Former resident artist Michael Brian Ogden, a white man, joined the company in 2007.
“Personally, I have to say that I was treated very well in the time that I was there,” Ogden said. “They produced three plays that I had written…and I played tons of parts that probably at least a good chunk I had no business playing.”
He said he was cast as a Native American and other times were cast in roles for people of very different weights than he was.
Kristin Stetler was an apprentice for the Purple Rose in 2011-12. They were house manager for a show called “White Buffalo.” The show had a chorus of four Native American actors and one of the main characters was supposed to be a Native American.
“Guy Sanville lied about the actors’ indigenous status,” Stetler said. “I don’t know what their actual status was, but it was something like he was 1/32nd. Only one of the four chorus actors were actually Native American.”
One of the actors in the show told Stetler that the actors in the show were being given money by the Purple Rose to go to tanning salons to darken their skins.
“It was essentially the equivalent of blackface in my mind,” Stetler said. “They were putting orange-based makeup on their skin to make them look more Native American. Some dyed their hair black.
The letter to the Purple Rose from former artists listed other incidents of racism:
“The N-word has been freely used by white artists in conversation on multiple occasions, outside of any particular context in which it would be necessary to do so. In roughly the past five years, the Purple Rose has produced two plays that contain the N-word in the script, and therefore only two occasions that would necessitate use of this word.”
“The Artistic Director has made a joke of comparing his skin color to that of a lighter-skinned Black artist, remarking that he was “almost as dark as” the artist. This has occurred on several occasions.”

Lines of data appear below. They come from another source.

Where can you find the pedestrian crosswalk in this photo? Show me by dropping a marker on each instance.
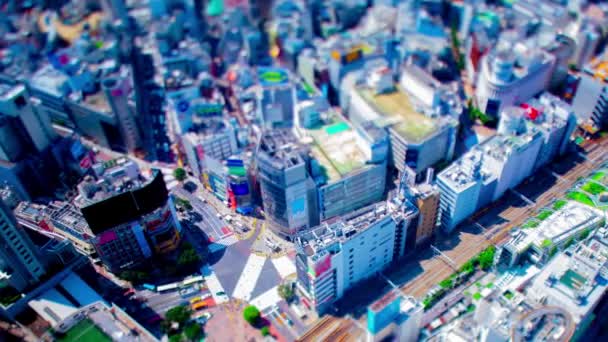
(267, 299)
(223, 243)
(249, 277)
(284, 266)
(214, 285)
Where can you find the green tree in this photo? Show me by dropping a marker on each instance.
(486, 258)
(286, 291)
(175, 338)
(251, 314)
(188, 256)
(192, 331)
(179, 314)
(134, 276)
(179, 174)
(446, 283)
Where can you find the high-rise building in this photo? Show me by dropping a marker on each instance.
(333, 257)
(288, 192)
(349, 166)
(276, 98)
(117, 90)
(149, 104)
(131, 216)
(421, 126)
(528, 138)
(500, 84)
(26, 162)
(20, 261)
(590, 103)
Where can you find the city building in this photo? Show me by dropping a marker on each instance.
(333, 257)
(289, 196)
(421, 126)
(21, 264)
(117, 91)
(27, 163)
(425, 197)
(394, 316)
(552, 234)
(131, 216)
(276, 98)
(58, 220)
(210, 138)
(574, 280)
(108, 320)
(347, 165)
(528, 137)
(500, 84)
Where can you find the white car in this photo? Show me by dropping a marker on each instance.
(202, 319)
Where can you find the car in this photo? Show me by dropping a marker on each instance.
(204, 317)
(154, 319)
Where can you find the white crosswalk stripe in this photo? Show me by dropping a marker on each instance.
(267, 299)
(249, 277)
(215, 287)
(284, 266)
(223, 243)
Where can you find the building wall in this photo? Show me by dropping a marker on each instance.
(121, 248)
(18, 255)
(352, 192)
(428, 207)
(457, 204)
(367, 253)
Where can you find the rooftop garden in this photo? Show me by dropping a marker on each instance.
(483, 261)
(85, 330)
(580, 197)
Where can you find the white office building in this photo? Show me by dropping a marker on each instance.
(528, 137)
(419, 115)
(500, 84)
(335, 256)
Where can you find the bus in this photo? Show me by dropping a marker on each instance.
(149, 287)
(201, 304)
(168, 287)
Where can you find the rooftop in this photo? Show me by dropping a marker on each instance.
(398, 113)
(281, 148)
(574, 280)
(335, 148)
(319, 238)
(562, 224)
(113, 177)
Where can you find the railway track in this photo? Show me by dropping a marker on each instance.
(436, 269)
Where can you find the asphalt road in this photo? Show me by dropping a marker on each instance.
(489, 226)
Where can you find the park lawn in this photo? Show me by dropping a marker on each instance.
(581, 198)
(544, 214)
(530, 224)
(593, 188)
(85, 330)
(599, 176)
(559, 204)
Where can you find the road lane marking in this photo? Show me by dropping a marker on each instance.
(284, 266)
(249, 277)
(223, 243)
(214, 285)
(267, 299)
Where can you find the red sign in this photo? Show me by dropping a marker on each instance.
(323, 266)
(85, 162)
(45, 226)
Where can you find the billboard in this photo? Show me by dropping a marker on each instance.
(127, 206)
(384, 311)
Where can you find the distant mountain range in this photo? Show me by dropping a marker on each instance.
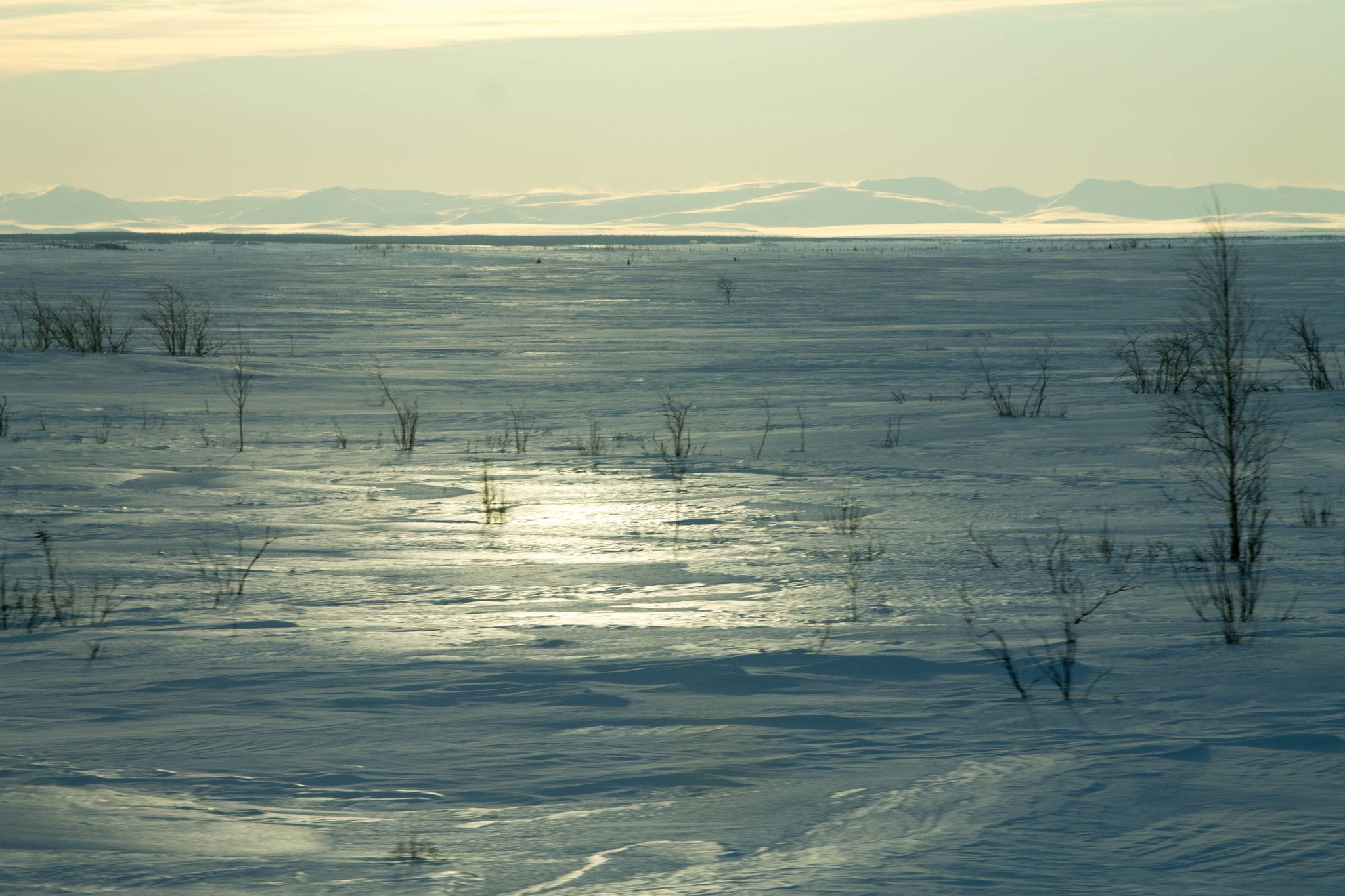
(871, 207)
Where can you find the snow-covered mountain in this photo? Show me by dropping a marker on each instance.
(872, 207)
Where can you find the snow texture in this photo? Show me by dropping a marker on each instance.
(639, 683)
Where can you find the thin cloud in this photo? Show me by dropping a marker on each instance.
(57, 35)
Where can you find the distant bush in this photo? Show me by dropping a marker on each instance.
(49, 599)
(79, 326)
(181, 326)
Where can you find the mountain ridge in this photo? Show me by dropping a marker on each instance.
(871, 206)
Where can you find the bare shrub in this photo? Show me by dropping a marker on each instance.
(50, 599)
(1053, 658)
(228, 576)
(179, 326)
(518, 429)
(236, 382)
(726, 288)
(847, 515)
(1224, 433)
(79, 326)
(1308, 356)
(407, 410)
(595, 445)
(493, 498)
(892, 437)
(1164, 363)
(1315, 512)
(767, 427)
(1001, 395)
(677, 448)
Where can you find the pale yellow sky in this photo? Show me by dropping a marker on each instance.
(53, 35)
(143, 98)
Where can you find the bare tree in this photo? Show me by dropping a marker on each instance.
(405, 409)
(179, 326)
(726, 288)
(1225, 430)
(1308, 356)
(237, 381)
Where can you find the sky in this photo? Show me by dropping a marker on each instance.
(143, 98)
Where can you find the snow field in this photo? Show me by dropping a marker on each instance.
(619, 689)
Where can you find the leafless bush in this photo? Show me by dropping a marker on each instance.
(892, 438)
(50, 601)
(1227, 593)
(1315, 512)
(407, 410)
(227, 576)
(726, 288)
(1162, 363)
(1055, 658)
(767, 427)
(79, 326)
(847, 515)
(678, 445)
(595, 445)
(493, 498)
(1308, 356)
(236, 382)
(990, 641)
(1001, 395)
(1224, 433)
(179, 326)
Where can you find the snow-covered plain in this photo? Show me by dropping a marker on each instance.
(640, 684)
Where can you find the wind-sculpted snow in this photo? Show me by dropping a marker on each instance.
(635, 681)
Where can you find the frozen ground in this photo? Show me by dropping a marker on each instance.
(619, 689)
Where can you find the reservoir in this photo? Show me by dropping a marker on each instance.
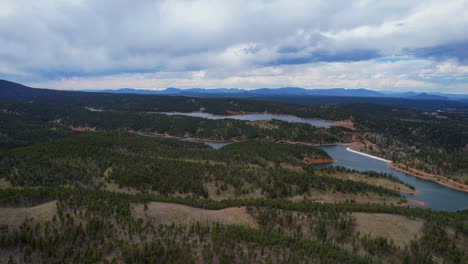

In a recent statement on its website, the Purple Rose stated:
The Purple Rose Theatre Company is taking actionable steps to provide and increase opportunities for marginalized artists and theatre-makers. We are working with our staff, artists, and patrons to create, live, and behave in ways that will respect and represent the wide diversity of souls who call the Midwest home.
The Purple Rose Theatre cares about the well-being of our artists, staff, patrons, and volunteers and is committed to diversity, inclusion, equity, and anti-racism. We can do more. And we are.
Former artists express skepticism, wondering how they can move forward without acknowledging past harm.
“I find the coverup interesting,” Freeman said. “I find the unwillingness to have a conversation when quite literally the place is built on having dialog—this is a place where people come to see people talk—and you don’t even want to do that? I’m disappointed that they don’t even care enough to respond and that the response is passing the buck.”